The Films of 2024: Mea Culpa (dir by Tyler Perry)


It’s another year and that means it’s time for another bad melodrama from Tyler Perry.

In Mea Culpa, Kelly Rowland plays Mea Harper, an Atlanta defense attorney who is hired to defend Zyair Malloy (Trevante Rhodes, delivering his lines with all of the passion of a first generation chatbot) against the charge that he murdered one of his many girlfriend.  Zyair is an artist, so he lives in a loft with an open elevator and a lot of mood lighting.  He’s been accused of not only murdering his ex but also using her blood and teeth in one of his paintings.  Protestors gather outside of a gallery showing his work and chant, “We hate Zyair!  We hate Zyair!”

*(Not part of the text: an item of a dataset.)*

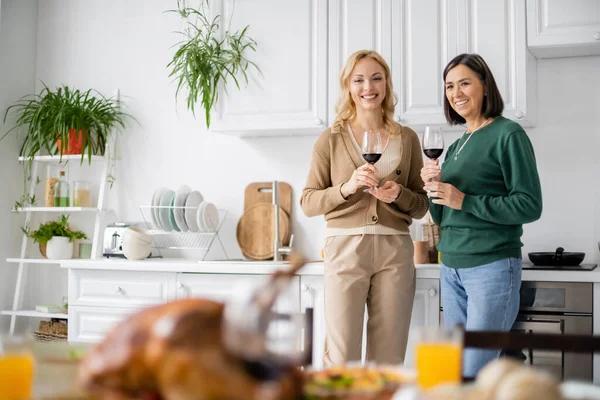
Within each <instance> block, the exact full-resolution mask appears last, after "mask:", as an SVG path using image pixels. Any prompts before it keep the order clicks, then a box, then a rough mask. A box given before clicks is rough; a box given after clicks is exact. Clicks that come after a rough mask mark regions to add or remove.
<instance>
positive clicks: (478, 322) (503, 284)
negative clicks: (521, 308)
mask: <svg viewBox="0 0 600 400" xmlns="http://www.w3.org/2000/svg"><path fill="white" fill-rule="evenodd" d="M440 284H441V295H442V306H443V307H444V326H445V327H446V328H451V327H453V326H455V325H457V324H463V325H464V326H465V329H466V330H468V331H509V330H510V329H511V328H512V325H513V323H514V322H515V319H516V318H517V314H518V313H519V300H520V296H519V290H520V288H521V259H518V258H505V259H503V260H498V261H494V262H493V263H490V264H485V265H480V266H477V267H473V268H458V269H457V268H448V267H446V266H445V265H442V267H441V271H440ZM499 355H500V351H499V350H480V349H466V350H465V352H464V357H463V375H464V376H466V377H475V375H477V372H478V371H479V370H480V369H481V368H482V367H483V366H484V365H485V364H487V363H488V362H489V361H492V360H494V359H496V358H498V356H499Z"/></svg>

Mea just happens to be the sister-in-law of Ray (Nick Sagar), the assistant district attorney who feels that prosecuting Zyair Malloy will be his ticket to the mayor’s office.  Mea’s entire family tells her that she needs to drop Zyair as a client and support her brother-in-law’s ambitions.  However, Mea doesn’t like her family.  Her cancer-stricken mother-in-law (Kerry O’Malley) is always talking how she wishes her youngest son had married someone else.  Mea’s husband, Kal (Sean Sagar), is a total wimp who doesn’t even have the guts to tell everyone that he lost his job and had to go to drug rehab.

Soon Zyair is hitting on Mea and trying to get her into his bed so that he can paint her.  Mea tries to resist but when she finds evidence that Kal has been going to a hotel with Ray’s wife, she gives in.  Except — uh oh! — it appears that there was a perfectly innocent explanation for the visit to the hotel!

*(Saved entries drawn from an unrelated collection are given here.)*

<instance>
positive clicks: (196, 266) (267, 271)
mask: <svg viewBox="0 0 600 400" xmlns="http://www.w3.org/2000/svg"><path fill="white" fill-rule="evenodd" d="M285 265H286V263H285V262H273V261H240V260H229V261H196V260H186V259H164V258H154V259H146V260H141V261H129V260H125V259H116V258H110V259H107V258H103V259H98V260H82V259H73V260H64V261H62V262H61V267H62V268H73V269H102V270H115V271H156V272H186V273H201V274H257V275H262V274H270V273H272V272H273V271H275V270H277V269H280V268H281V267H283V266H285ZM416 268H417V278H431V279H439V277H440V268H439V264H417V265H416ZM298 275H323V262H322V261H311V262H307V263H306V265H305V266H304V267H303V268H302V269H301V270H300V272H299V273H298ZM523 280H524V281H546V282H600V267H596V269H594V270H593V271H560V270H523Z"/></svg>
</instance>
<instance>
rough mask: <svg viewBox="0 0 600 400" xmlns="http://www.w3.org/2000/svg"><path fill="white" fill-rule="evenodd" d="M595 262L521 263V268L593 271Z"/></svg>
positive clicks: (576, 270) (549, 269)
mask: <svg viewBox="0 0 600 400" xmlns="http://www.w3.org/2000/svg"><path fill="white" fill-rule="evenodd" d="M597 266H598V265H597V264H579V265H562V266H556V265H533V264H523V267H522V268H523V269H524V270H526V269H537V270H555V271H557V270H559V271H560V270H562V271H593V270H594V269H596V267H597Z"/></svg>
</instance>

Much like A Fall From Grace, Mea Culpa tries to be enjoyably sordid but it’s actually just dull.  You would think that, after 13 films, Perry would have finally learned something about both pacing and how to direct actors but Mea Culpa moves at a snail’s pace and it features some of the worst acting that I’ve ever seen.  The final third of the film features a few surprise twists but the plot also features so many unbelievable coincidences that even a crazy twist can’t save the film from being forgettable.

Tyler Perry is an interesting figure on the American pop culture landscape.  On the one hand, he’s a talented character actor.  One need only rewatch Gone Girl to see how good an actor Tyler Perry can be when he’s not directing himself.  And, as tempting as it may be, one should not discount the fact that his films and his television series have made a lot of money.  Despite what the critics might say, Tyler Perry does have an audience and apparently, he understands what they want.  Tyler Perry has also provided jobs and opportunities for blacks behind and in front of the camera.  Perry makes films featuring blacks playing something more than just the comedic relief or the best friend of a white person and, again, the importance of that should not be discounted.

On the other hand, Tyler Perry is a not-particularly imaginative director and a heavy-handed writer and Mea Culpa is more evidence of that.  As much as one might want to find something praiseworthy about him as a cinematic artist, the fact of the matter is that even Tyler Perry’s “good” films, like A Jazzman’s Blues, aren’t so much good as they’re just not quite as bad as usual.  Given his success and the struggle that blacks have faced trying to move up in the American film industry, I think that everyone would like for Tyler Perry to be a good director but he’s not.  He’s a good actor and a good businessman but as a director, Mea Culpa is all too typical of his output.